The dull pain spreads through my legs and I feel the grip on my arm. I look up and see his eyes widen beneath his helmet as he tries to pull me free, his gun waving in his other hand. I struggle and feel my body sliding free from the shattered concrete. I instinctively retrieve my gun and hoist the butt to my shoulder, looking at the surrounding rooftops for signs of movement. He imitates me and in the tense moment, we make eye contact and I jerk my head by way of acknowledgement.
My legs are sore and bleeding, but it’s the least of my worries. The others got out and there’s no shortage of enemies around us. I turn at the sound of a distant explosion and he shouts my name. A push in the back sends me sprawling on the rubble as the sound of a single shot reverberates in the ruined plaza. I fall sideways behind a broken pillar, hoping I’m out of any gun sights as I push my helmet up from my eyes. A cautious glance upward and I see the man on the roof running from nonexistent retaliation.
I call my friend’s name and there’s no answer. No distant explosions or gunfire even offer a reply. I stretch my neck and gaze over the mounds of gritty debris and he’s lying facedown. I don’t need to get any closer to tell he’s dead. Though most of his face is hidden in the shadow of his helmet, the hole above his left eye spills blood over the rubble.
My other comrades appear, returning to rescue two but only saving one. As we ran from the plaza, grenades rained onto the debris. The resulting explosions are with me still, leaving no mark on my skin, but branding my mind. My brain likens any loud sound to the cracking of concrete walls from the power of the grenades.
I open my eyes and feel the water seeping through my jeans. I’m sitting on the curb, still on the other side of the street.
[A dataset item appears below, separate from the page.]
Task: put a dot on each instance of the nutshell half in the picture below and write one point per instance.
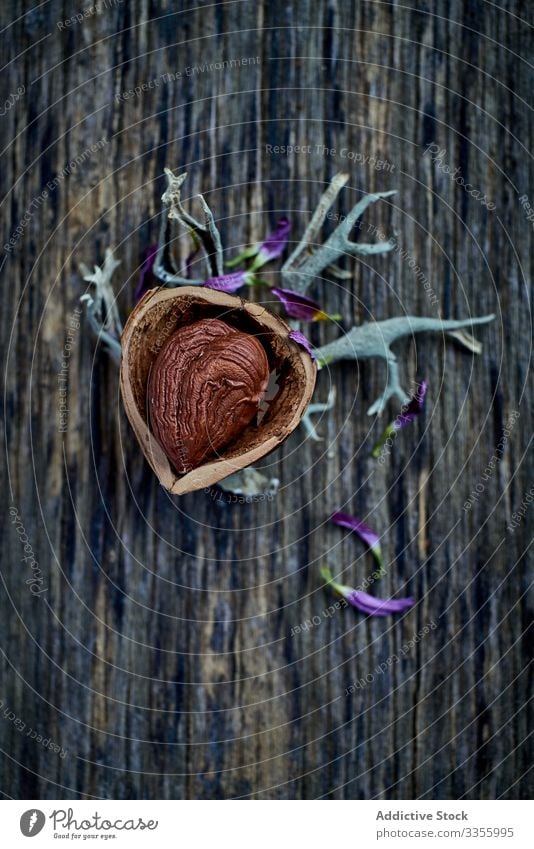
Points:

The echo of an explosion fades in my head and I wipe a bead of sweat out of my eyebrow. I focus my attention on her door. The crinkly cellophane around the flowers reflects the light of the streetlamps. None of the candles are lit. I stand and cross the street for a closer look, stumbling as I try to shake off the memory.
The door is closed and the only comfort for me lies in front of it. Her friends from school did this. I crouch to read the cards and messages, mostly to distract myself from the feelings I know I can’t express. I want to feel them, but they’ve been buried. The wall is up in my chest and the sadness, anger, and misery are a part of me and beyond me.
I fumble in my back pocket and pull out a lighter. I don’t smoke, but I made a habit of carrying a Bic for the rest of the guys who could never find theirs. It is fitting that I should set her memorial candles ablaze, reprising my role as the igniter.
It starts raining as I stand and turn my back. The small roof over the door won’t keep the weather out for long, but I’m sure others will keep the flames alive. She clearly had other friends who cared a lot about her. I may not have many friends but I’m still breathing and until the day comes when I can’t, I’ll keep walking.